Security. The documents of the past must be safeguarded, so that prospective donors know their gifts will be respected and preserved, and so that future scholars may verify the evidence. I still remember the sinking feeling I had in doing research for my last book when I was guided to a table entirely out of sight of the archivist's desk, allowed to keep my satchel with me, and presented with a box of the original correspondence of John Dewey, the best-known American philosopher of the 20th century. What was to stop me from pilfering page after page? While it is welcome not to be treated with suspicion of criminality, caution is warranted. Keep patrons in plain view, provide spacious lockers, and require that bags and coats be checked.

Photocopying. Archival copy rates vary a great deal. The top end often seems usurious at 50 cents or more a page. Nevertheless, price cannot deter a scholar. Should I order $319 worth of copies? Answer: of course. It's cheaper than a plane ticket or gasoline, room, and board should I have to return for a second trip. But please allow me to use a credit card for such expenditures. I tip my hat to the Bancroft Library at the University of California at Berkeley for that excellent policy.

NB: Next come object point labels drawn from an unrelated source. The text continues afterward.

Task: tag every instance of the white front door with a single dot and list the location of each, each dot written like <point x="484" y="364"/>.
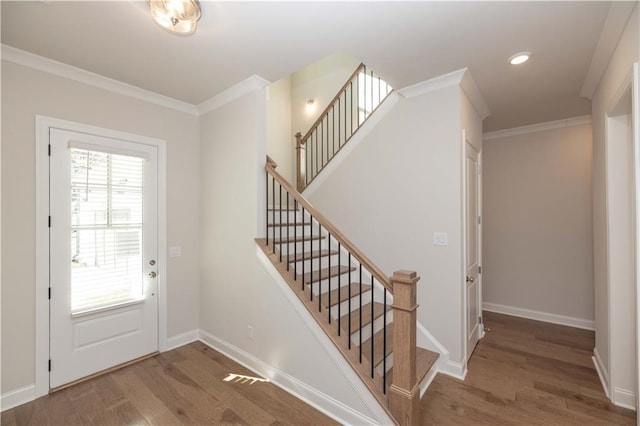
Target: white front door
<point x="472" y="286"/>
<point x="103" y="253"/>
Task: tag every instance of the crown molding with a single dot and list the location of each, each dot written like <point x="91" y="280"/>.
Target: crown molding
<point x="446" y="80"/>
<point x="470" y="88"/>
<point x="60" y="69"/>
<point x="619" y="14"/>
<point x="246" y="86"/>
<point x="462" y="78"/>
<point x="540" y="127"/>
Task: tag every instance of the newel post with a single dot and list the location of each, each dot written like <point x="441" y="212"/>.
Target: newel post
<point x="404" y="394"/>
<point x="300" y="163"/>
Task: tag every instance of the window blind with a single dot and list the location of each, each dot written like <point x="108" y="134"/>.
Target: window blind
<point x="106" y="229"/>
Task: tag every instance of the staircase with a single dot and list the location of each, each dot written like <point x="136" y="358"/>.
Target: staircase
<point x="370" y="317"/>
<point x="350" y="108"/>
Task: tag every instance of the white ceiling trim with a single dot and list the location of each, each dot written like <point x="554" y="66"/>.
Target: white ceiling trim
<point x="246" y="86"/>
<point x="472" y="91"/>
<point x="619" y="14"/>
<point x="446" y="80"/>
<point x="60" y="69"/>
<point x="540" y="127"/>
<point x="462" y="78"/>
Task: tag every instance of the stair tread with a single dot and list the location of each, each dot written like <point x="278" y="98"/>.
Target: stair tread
<point x="310" y="255"/>
<point x="425" y="359"/>
<point x="344" y="293"/>
<point x="378" y="310"/>
<point x="285" y="240"/>
<point x="378" y="345"/>
<point x="326" y="273"/>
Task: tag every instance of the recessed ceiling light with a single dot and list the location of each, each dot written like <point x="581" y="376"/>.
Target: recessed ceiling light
<point x="520" y="58"/>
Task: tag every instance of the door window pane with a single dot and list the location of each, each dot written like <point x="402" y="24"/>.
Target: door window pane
<point x="106" y="229"/>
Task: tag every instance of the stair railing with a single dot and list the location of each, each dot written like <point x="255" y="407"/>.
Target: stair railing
<point x="348" y="110"/>
<point x="283" y="202"/>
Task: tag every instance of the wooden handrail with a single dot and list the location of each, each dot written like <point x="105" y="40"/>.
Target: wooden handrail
<point x="330" y="104"/>
<point x="339" y="236"/>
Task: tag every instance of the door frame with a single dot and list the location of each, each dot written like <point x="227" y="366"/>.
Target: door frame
<point x="42" y="319"/>
<point x="465" y="141"/>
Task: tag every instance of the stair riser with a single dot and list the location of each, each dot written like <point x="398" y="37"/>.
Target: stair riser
<point x="366" y="331"/>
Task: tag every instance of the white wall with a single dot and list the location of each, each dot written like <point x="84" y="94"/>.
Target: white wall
<point x="236" y="289"/>
<point x="398" y="187"/>
<point x="280" y="139"/>
<point x="538" y="251"/>
<point x="319" y="81"/>
<point x="620" y="64"/>
<point x="27" y="92"/>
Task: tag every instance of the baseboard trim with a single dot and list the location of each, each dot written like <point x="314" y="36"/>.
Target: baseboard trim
<point x="539" y="316"/>
<point x="17" y="397"/>
<point x="603" y="374"/>
<point x="624" y="398"/>
<point x="182" y="339"/>
<point x="318" y="400"/>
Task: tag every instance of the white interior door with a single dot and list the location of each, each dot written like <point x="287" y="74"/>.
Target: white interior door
<point x="103" y="252"/>
<point x="472" y="286"/>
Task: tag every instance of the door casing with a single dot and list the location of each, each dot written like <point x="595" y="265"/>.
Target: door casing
<point x="42" y="126"/>
<point x="465" y="142"/>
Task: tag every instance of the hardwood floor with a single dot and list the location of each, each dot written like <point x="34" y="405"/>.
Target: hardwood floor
<point x="525" y="372"/>
<point x="182" y="386"/>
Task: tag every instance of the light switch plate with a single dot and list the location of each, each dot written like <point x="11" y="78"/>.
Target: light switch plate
<point x="440" y="238"/>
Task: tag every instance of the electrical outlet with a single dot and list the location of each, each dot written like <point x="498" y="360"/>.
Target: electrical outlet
<point x="440" y="238"/>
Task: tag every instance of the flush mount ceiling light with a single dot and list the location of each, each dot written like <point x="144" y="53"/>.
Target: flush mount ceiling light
<point x="177" y="16"/>
<point x="520" y="58"/>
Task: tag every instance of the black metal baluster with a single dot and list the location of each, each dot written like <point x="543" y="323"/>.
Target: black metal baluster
<point x="303" y="277"/>
<point x="329" y="291"/>
<point x="295" y="238"/>
<point x="384" y="345"/>
<point x="288" y="229"/>
<point x="333" y="130"/>
<point x="372" y="318"/>
<point x="339" y="290"/>
<point x="320" y="269"/>
<point x="280" y="204"/>
<point x="351" y="107"/>
<point x="349" y="319"/>
<point x="266" y="207"/>
<point x="360" y="315"/>
<point x="310" y="259"/>
<point x="273" y="212"/>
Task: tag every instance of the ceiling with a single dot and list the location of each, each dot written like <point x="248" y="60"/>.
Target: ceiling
<point x="404" y="42"/>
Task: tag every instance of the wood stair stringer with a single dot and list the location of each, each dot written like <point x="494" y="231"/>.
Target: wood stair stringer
<point x="339" y="339"/>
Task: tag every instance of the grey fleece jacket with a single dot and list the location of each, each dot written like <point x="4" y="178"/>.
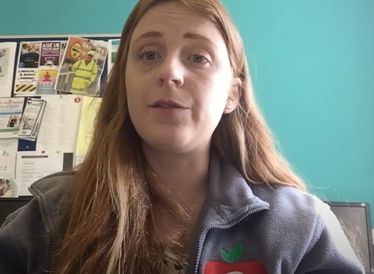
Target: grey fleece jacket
<point x="242" y="229"/>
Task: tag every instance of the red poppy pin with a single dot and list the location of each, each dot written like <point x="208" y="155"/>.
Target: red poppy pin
<point x="230" y="267"/>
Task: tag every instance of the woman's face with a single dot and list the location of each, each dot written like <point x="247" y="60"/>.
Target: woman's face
<point x="178" y="79"/>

Get wired. At every table, plugs should be supplied to allow prolonged laptop use. Enabling Wi-Fi would permit Internet access, allowing scholars to crosscheck a source, order a library book, or investigate another archive's holdings without even leaving the table. Complete finding aids for all holdings should be made available online.

Comfortable seating. Would you want to sit in that chair all day? That should be the litmus test when picking out chairs for an archive -- not, say, whether they look nice.

Ambiance and form. At Davis's Shields Library, Special Collections has a new room with handsome wood tables, walls adorned with attractive prints and photographs, and windows that let in natural light. Also spectacular is Columbia University's Rare Book and Manuscript Library, which boasts glass walls and polished wood floors.

Creative programming. New York University's Tamiment Library & Robert F. Wagner Archives often holds film screenings, talks, workshops, and seminars in its after-hours. That makes it not only a premier documentary repository for labor and radical social movements, but a center joining scholars and the public in conversation.

Any takers? Let me know. I'll be there.